Wednesday, September 25, 2013

Design by committee

Design by committee is usually a term of abuse, but sometimes it's perhaps not the worst alternative. At the opposite end of the spectrum, there is design by disconnected individuals. That is how you get
ALTER TABLE tbl OWNER TO something
but
ALTER TABLE tbl SET SCHEMA something
in PostgreSQL.

Maybe a committee faced with this inconsistency would arrive at the compromise

ALTER TABLE tbl [SET] {OWNER|SCHEMA} [TO] something
?

Wednesday, August 28, 2013

Testing PostgreSQL extensions on Travis CI revisited

My previous attempt to setup up multiple-PostgreSQL-version testing on Travis CI worked OK, but didn't actually make good use of the features of Travis CI. So I stole, er, adapted an idea from clkao/plv8js, which uses an environment variable matrix to control which version to use. This makes things much easier to manage and actually fires off parallel builds, so it's also faster. I've added this to all my repositories for PostgreSQL extensions now. (See some examples: pglibuuid, plxslt, pgvihash, pgpcre, plsh)

Automating patch review

I think there are two kinds of software development organizations (commercial or open source):

  1. Those who don’t do code review.

  2. Those who are struggling to keep up with code review.

PostgreSQL is firmly in the second category. We never finish commit fests on time, and lack of reviewer resources is frequently mentioned as one of the main reasons.

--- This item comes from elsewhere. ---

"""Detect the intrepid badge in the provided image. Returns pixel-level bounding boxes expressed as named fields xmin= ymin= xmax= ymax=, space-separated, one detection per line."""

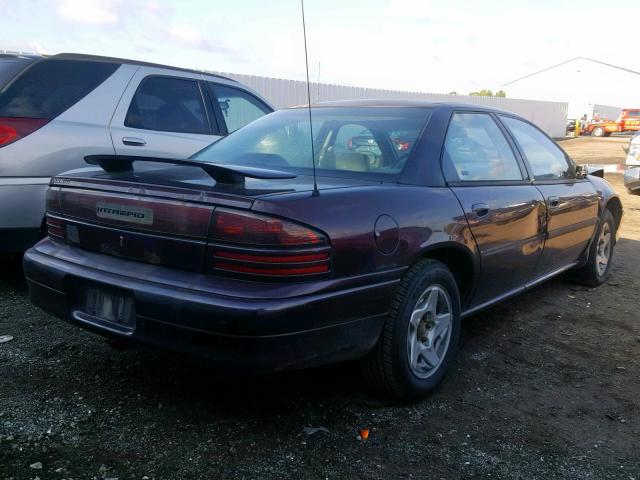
xmin=96 ymin=202 xmax=153 ymax=225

One way to address this problem is to recruit more reviewer resources. That has been tried; it’s difficult. The other way is to reduce the required reviewer resources. We can do this by automating things a little bit.

So I came up with a bag of tools that does the following:

  1. Extract the patches from the commit fest into Git.

  2. Run those patches through an automated test suite.

The first part is done by my script commitfest_branches. It extracts the email message ID for the latest patch version of each commit fest submission (either from the database or the RSS feed). From the message ID, it downloads the raw email message and extracts the actual patch file. Then that patch is applied to the Git repository in a separate branch. This might fail, in which case I report that back. At the end, I have a Git repository with one branch per commit fest patch submission. A copy of that Git repository is made available here: https://github.com/petere/postgresql-commitfest.

The second part is done by my Jenkins instance, which I have written about before. It runs the same job as it runs with the normal Git master branch, but over all the branches created for the commit fest. At the end, you get a build report for each commit fest submission. See the results here: http://pgci.eisentraut.org/jenkins/view/PostgreSQL/job/postgresql_commitfest_world/. You’ll see that a number of patches had issues. Most were compiler warnings, a few had documentation build issues, a couple had genuine build failures. Several (older) patches failed to apply. Those don’t show up in Jenkins at all.

This is not tied to Jenkins, however. You can run any other build automation against that Git repository, too, of course.

There is still some manual steps required. In particular, commitfest_branches needs to be run and the build reports need to be reported back manually. Fiddling with all those branches is error-prone. But overall, this is much less work than manually downloading and building all the patch submissions.

My goal is that by the time a reviewer gets to a patch, it is ensured that the patch applies, builds, and passes the tests. Then the reviewer can concentrate on validating the purpose of the patch and checking the architectural decisions.

What needs to happen next:

  • I’d like an easier way to post feedback. Given a message ID for the original patch submission, I need to fire off a reply email that properly attaches to the original thread. I don’t have an easy way to do that.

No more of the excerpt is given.